Che tipo di rappresentazioni incontrano i bambini e dove sono più esposti a immagini violente?
Le immagini che vengono costantemente proposte e che costringono i bambini ad un’esposizione incontrollata e non libera sono:
- immagini commerciali/pubblicitarie (in strada, trai i palazzi e i viali delle città) che enfatizzano il prodotto per persuadere il potenziale acquirente. Impattano sui nostri occhi immagini di corpi di donne seminude, si propongono aggressivamente fotografie di prodotti commerciali, catturano i nostri sguardi maxischermi luminescenti che trasmettono ininterrottamnete lo stesso messaggio.
- immagini di violenza, di sparatorie, di uccisioni come quelle dei videogiochi a scopo dubbiosamente ludico.
- scene di violenza in televisione e nel virtuale.
“Per renderci conto della quantità di violenza a cui sono esposti i bambini è sufficiente fare un semplice calcolo: per esempio, un individuo che passa circa tre ore della sua giornata davanti alla tv, nel periodo che va dalla prima infanzia (2-3 anni) alla pubertà (14 anni) può in media aver visto 12.000 omicidi e 100.000 episodi di aggressione.” (C. Di Lorenzi).
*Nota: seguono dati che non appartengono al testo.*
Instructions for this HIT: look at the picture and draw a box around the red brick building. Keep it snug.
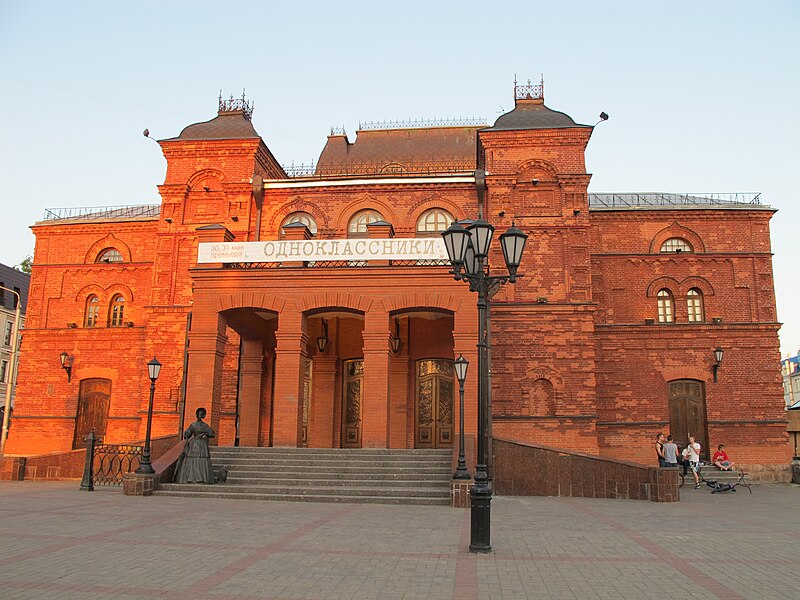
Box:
[7,86,790,474]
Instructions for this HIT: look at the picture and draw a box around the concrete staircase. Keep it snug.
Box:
[155,447,452,505]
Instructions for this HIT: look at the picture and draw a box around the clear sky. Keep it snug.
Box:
[0,0,800,353]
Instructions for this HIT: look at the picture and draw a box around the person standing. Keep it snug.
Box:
[664,435,678,469]
[175,408,217,483]
[686,435,700,489]
[711,444,736,471]
[655,433,664,467]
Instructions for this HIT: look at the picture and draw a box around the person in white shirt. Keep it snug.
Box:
[686,435,700,489]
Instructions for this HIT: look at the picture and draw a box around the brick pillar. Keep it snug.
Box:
[258,348,275,446]
[272,302,308,447]
[183,312,228,444]
[239,339,264,446]
[361,310,390,448]
[308,354,339,448]
[389,354,414,448]
[453,304,478,474]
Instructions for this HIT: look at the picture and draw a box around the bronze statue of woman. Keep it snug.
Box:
[175,408,217,483]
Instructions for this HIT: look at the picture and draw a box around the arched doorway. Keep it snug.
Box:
[667,379,709,459]
[414,358,455,448]
[342,358,364,448]
[72,379,111,449]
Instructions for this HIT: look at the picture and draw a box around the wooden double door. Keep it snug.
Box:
[72,379,111,449]
[667,379,709,460]
[341,358,455,448]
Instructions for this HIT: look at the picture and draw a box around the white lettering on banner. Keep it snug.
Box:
[197,238,447,264]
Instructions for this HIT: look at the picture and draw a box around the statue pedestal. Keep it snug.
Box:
[122,473,156,496]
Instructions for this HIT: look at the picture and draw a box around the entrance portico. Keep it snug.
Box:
[185,255,477,448]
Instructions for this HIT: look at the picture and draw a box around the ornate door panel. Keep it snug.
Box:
[300,358,313,448]
[342,359,364,448]
[72,379,111,449]
[414,359,455,448]
[668,379,708,459]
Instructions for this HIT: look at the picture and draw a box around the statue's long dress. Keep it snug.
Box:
[175,420,217,483]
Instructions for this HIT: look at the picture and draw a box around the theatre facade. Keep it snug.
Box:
[7,85,790,466]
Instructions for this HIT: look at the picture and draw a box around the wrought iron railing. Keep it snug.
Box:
[514,76,544,100]
[92,444,143,485]
[81,429,144,492]
[219,90,254,121]
[44,204,161,221]
[358,117,487,131]
[282,159,475,179]
[589,192,761,208]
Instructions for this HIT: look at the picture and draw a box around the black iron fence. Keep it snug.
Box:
[81,429,144,492]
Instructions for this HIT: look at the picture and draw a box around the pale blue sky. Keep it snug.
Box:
[0,0,800,353]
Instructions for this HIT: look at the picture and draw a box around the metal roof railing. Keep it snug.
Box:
[44,204,161,221]
[589,192,761,208]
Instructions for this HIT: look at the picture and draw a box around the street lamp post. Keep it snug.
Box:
[453,355,472,479]
[442,219,528,552]
[136,357,161,475]
[0,285,22,456]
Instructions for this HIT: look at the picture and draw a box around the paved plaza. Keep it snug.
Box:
[0,482,800,600]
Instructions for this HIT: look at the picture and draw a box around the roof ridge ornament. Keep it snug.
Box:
[217,88,255,121]
[514,73,544,104]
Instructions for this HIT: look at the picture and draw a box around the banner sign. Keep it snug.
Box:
[197,237,447,263]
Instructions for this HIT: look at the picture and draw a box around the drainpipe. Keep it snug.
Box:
[178,311,192,440]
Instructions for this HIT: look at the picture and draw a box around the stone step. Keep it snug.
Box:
[211,455,450,469]
[166,447,452,505]
[222,470,452,485]
[153,489,450,506]
[210,446,453,457]
[160,483,450,498]
[212,459,452,477]
[225,475,450,489]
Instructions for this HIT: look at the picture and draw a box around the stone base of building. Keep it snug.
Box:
[741,464,793,483]
[450,479,475,508]
[0,456,28,481]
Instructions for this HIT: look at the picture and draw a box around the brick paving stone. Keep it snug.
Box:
[0,482,800,600]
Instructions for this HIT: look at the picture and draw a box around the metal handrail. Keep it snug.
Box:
[43,204,161,221]
[589,192,761,208]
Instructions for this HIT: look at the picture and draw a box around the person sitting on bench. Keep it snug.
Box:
[711,444,736,471]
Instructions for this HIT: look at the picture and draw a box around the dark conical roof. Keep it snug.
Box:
[162,96,261,140]
[484,99,591,131]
Cosa significa violenza e in che modo viene proposta?
Secondo alcuni esperti la violenza è un tratto costitutivo del genere umano e della sua storia. Per J.P. Faye, filosofo francese, “sembra che ogni società nasca ai propri occhi nel momento in cui si dà la narrazione della sua violenza”. L’uomo è contraddistinto da zone d’ombra e di luce o, come ben descriveva Freud, il padre della psicoanalisi, l’uomo è in costante dialettica tra pulsioni di vita e pulsioni di morte: in quest’ultima si inserisce la violenza.
La violenza è in sintesi “l’insieme di azioni dirette a colpire uno o più individui, tali da infliggere loro sofferenze fisiche, morali, o addirittura morte”. In televisione passano numerose immagini cariche di violenza. Alcune rappresentano il reale attraverso l’ informazione nei telegiornali - guerre, uccisioni, terrorismo; altre immagini rientrano nella sfera dell’irreale poiché la violenza fa parte della logica della finzione: film, spot pubblicitari, cartoni animati.
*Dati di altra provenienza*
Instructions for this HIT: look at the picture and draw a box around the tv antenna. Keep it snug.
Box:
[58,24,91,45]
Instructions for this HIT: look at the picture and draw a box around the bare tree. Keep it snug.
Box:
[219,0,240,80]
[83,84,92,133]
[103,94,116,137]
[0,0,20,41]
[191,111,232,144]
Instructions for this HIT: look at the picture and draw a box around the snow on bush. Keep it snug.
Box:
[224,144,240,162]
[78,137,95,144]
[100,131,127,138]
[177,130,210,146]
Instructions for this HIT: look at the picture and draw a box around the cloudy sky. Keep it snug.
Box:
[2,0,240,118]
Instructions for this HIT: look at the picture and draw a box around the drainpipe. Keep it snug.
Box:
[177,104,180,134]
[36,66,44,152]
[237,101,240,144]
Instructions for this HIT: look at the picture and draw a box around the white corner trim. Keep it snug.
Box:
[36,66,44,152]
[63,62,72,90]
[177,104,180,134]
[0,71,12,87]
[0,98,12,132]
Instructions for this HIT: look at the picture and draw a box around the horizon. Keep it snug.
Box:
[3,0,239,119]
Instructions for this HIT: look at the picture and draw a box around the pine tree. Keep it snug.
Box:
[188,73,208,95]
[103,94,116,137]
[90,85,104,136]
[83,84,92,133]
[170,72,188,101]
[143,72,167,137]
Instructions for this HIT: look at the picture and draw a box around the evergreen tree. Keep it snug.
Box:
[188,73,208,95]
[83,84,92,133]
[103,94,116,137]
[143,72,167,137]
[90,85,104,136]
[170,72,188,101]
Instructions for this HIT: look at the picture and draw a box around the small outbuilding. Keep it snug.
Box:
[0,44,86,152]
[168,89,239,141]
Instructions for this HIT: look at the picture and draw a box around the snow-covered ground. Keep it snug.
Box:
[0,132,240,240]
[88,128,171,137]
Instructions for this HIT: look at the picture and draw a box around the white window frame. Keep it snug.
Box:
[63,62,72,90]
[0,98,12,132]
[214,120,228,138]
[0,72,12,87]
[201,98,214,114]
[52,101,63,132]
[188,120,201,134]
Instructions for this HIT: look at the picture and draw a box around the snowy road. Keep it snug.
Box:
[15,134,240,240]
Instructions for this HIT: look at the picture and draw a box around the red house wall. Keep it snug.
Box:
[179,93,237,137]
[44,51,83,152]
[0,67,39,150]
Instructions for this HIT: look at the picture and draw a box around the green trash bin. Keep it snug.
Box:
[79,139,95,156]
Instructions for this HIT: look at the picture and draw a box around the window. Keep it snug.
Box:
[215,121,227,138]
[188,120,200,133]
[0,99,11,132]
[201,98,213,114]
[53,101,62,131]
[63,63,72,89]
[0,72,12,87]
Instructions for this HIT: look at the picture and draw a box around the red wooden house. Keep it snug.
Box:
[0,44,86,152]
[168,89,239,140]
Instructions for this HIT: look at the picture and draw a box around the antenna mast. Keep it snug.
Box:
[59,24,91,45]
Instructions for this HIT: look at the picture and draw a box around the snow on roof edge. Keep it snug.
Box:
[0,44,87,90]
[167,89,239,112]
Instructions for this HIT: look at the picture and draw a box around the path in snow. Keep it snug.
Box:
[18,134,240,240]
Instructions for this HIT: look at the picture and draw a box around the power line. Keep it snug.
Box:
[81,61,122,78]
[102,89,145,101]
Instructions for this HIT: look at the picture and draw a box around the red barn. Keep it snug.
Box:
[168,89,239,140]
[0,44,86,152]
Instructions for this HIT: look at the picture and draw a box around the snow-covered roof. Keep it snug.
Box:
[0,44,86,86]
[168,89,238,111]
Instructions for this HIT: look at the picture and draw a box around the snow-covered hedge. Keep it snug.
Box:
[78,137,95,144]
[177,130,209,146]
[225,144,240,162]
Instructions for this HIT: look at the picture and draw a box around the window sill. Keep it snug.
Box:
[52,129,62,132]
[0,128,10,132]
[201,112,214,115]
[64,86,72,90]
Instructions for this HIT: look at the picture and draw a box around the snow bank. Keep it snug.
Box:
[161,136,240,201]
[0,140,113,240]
Questa differenziazione tra immagini reali e finte è ben chiara al mondo adulto ma nei bambini, soprattutto in età prescolare, la differenza non è così chiara. Nei più piccoli il pensiero reale e quello irreale/magico non sono del tutto distinti anzi spesso si confondono generando un dialogo aperto e poco chiaro tra ciò che è vero e ciò che non lo è. Per questo motivo le immagini forti che si nascondono dietro una finzione sono le più soggette a interpretazioni equivoche nonostante possano essere legate al fantastico o molto lontane da una possibile esperienza vicina.
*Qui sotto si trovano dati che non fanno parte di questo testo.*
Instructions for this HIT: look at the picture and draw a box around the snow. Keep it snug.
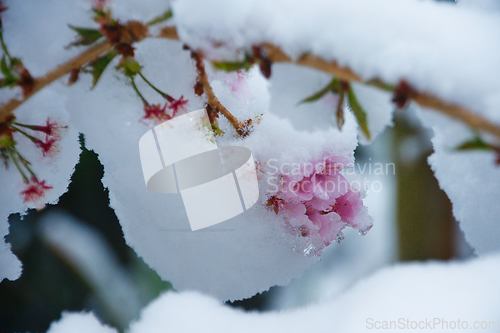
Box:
[47,312,118,333]
[124,255,500,333]
[64,40,316,300]
[0,0,500,308]
[172,0,500,125]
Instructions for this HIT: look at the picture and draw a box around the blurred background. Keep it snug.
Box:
[0,108,473,332]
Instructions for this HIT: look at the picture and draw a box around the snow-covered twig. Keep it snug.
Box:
[0,26,500,139]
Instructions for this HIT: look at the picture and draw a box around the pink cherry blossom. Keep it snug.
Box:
[259,152,372,255]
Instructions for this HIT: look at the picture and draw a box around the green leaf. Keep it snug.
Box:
[212,54,252,72]
[297,78,343,105]
[366,79,396,92]
[89,50,118,89]
[0,54,12,77]
[116,57,142,77]
[68,24,102,46]
[455,137,493,150]
[146,9,172,26]
[347,85,371,140]
[335,93,345,130]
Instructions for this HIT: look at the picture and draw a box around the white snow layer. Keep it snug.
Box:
[68,40,357,300]
[47,312,118,333]
[418,108,500,254]
[172,0,500,121]
[49,254,500,333]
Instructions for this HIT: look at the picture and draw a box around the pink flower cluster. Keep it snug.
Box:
[143,96,188,123]
[267,156,372,254]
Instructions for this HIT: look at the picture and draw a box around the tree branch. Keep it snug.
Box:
[0,27,500,139]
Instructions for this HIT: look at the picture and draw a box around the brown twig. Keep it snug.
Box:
[191,51,246,135]
[0,41,111,123]
[0,27,500,139]
[264,43,500,139]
Quali effetti sui bambini?
Si sa che i bambini imparano e apprendono attraverso l’esplorazione di modelli imitativi osservati e messi in pratica. Il gioco di finzione non è altro che l’espressione massima di questa teoria: imitare la mamma che si prende cura del suo bambino, la maestra con i suoi alunni, il papà al lavoro, la mamma e il papà che litigano. Soprattutto dai 5 ai 12 anni sono più sensibili a tale modalità anche se la loro crescita e il loro sistema di valori si costruiscono non solo tramite l’imitazione ma attraverso fattori di natura culturale, sociale, genetica e psicologica.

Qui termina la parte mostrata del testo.